Title Slide

Data Management Best Practices

Making your data projects more reproducible, reusable and open

Philippe Massicotte

March 11, 2026

Badge showing the name of the presenter (Philippe Massicotte).

https://github.com/PMassicotte

philippe.massicotte@takuvik.ulaval.ca

@philmassicotte

https://fosstodon.org/@philmassicotte

www.pmassicotte.com

Outlines

Open file formats for your data.
- Tabular data.
- Geographical data.
Data project organization and good practices.
- Raw data management.
- Documentation and metadata.
File and variable naming.
Tidying and formatting data.
Backups.
Publishing your data.

File formats

The file format used to store data has important implications:

Allows to re-open and re-use your data in the future:
- Software might not be cross-platform (Windows/Mac/Linux).
- Proprietary file formats can become obsolete or unsupported.

File formats

Ideally, the chosen file format should have these characteristics:

Non-proprietary: open source.
Unencrypted: unless it contains personal or sensitive data.
Human-readable: or have open source tools available for reading and writing.
Performance: consideration for efficient read and write operations, especially for large datasets, is crucial for optimal performance.

Common open-source text file formats

Tabular plain text file formats:

.CSV: Comma (or semicolon) separated values.
.TAB: Tab separated values.
.TXT and .DAT: Plain text files (data delimiter is not known).

All these file formats can be opened using a simple text editor.

Examples of CSV and TSV files

The Palmer penguin representation by Allison Horst. The image shows three penguins: Adelie, Chinstrap, and Gentoo.

This dataset contains 4 variables (columns). The first line generally includes the names of the variables.

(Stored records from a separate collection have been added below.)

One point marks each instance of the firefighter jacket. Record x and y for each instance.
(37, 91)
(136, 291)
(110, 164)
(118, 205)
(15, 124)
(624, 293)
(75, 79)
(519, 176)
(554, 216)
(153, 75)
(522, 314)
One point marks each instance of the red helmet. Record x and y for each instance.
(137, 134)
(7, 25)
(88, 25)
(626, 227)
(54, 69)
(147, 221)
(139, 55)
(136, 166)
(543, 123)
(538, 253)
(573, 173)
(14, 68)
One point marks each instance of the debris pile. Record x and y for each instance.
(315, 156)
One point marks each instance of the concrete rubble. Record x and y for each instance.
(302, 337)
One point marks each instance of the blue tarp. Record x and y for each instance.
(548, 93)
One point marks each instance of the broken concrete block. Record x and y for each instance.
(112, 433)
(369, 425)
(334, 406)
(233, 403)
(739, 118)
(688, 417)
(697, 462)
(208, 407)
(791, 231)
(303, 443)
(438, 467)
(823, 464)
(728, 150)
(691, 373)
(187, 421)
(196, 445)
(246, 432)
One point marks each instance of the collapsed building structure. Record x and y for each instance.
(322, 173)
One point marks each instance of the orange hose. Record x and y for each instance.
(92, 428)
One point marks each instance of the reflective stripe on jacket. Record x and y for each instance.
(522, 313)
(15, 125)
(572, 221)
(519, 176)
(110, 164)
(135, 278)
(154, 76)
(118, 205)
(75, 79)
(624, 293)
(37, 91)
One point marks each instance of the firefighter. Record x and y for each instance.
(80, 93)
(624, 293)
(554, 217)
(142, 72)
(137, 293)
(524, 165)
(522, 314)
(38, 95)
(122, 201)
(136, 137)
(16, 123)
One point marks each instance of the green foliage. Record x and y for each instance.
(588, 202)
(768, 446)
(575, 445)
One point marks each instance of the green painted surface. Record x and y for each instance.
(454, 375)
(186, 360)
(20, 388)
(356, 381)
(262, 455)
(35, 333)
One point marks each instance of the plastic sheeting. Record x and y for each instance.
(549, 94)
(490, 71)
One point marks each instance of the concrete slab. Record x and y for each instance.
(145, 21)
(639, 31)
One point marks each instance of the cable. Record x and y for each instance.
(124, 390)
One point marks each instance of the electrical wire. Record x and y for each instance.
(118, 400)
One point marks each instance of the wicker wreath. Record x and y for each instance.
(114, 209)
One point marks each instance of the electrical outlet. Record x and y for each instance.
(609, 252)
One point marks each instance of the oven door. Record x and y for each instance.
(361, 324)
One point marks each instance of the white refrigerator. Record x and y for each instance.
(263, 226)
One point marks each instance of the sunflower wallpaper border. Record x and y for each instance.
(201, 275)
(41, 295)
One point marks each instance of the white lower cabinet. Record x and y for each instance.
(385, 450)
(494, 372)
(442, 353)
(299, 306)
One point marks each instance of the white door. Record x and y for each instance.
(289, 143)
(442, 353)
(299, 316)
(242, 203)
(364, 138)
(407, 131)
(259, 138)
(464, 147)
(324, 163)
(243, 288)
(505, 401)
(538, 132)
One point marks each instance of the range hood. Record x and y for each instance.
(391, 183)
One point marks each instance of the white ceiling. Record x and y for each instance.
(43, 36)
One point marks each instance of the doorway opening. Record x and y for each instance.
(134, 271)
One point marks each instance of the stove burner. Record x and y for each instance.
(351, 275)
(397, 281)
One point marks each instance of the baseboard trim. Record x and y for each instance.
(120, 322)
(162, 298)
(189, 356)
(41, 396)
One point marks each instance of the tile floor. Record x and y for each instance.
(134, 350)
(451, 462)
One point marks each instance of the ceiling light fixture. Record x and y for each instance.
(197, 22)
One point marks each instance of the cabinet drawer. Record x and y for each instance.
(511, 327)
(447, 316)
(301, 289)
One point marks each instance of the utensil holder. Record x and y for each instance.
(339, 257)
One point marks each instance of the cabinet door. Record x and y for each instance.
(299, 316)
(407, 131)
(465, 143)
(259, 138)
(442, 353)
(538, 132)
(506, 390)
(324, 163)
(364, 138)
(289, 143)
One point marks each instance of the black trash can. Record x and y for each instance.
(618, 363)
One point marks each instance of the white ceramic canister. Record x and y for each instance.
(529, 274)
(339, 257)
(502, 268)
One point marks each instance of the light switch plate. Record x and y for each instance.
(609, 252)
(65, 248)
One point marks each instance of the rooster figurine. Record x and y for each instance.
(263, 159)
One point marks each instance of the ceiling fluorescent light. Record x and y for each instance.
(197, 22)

A comma-separated values file (.csv).

Screenshot of a CSV file with the content of the Palmer penguins dataset

A tabs separated values file (.tsv).

Screenshot of a TSV file with the content of the Palmer penguins dataset

Common open-source geographic file formats

These files contain information on geographic features such as points, lines or polygons. There are a ton of geographical file formats, but here are some that are particularly popular.

ESRI shapefile (.SHP)
- Technically, the shapefile format is not open. It is, however, widely used.
GeoJSON (.json, .geojson, JSON variant with simple geographical features)
GeoTIFF (.tif, .tiff, TIFF variant enriched with GIS relevant metadata)
GeoParquet (.parquet) is an Open Geospatial Consortium (OGC) standard standard that adds interoperable geospatial types (Point, Line, Polygon) to Apache Parquet.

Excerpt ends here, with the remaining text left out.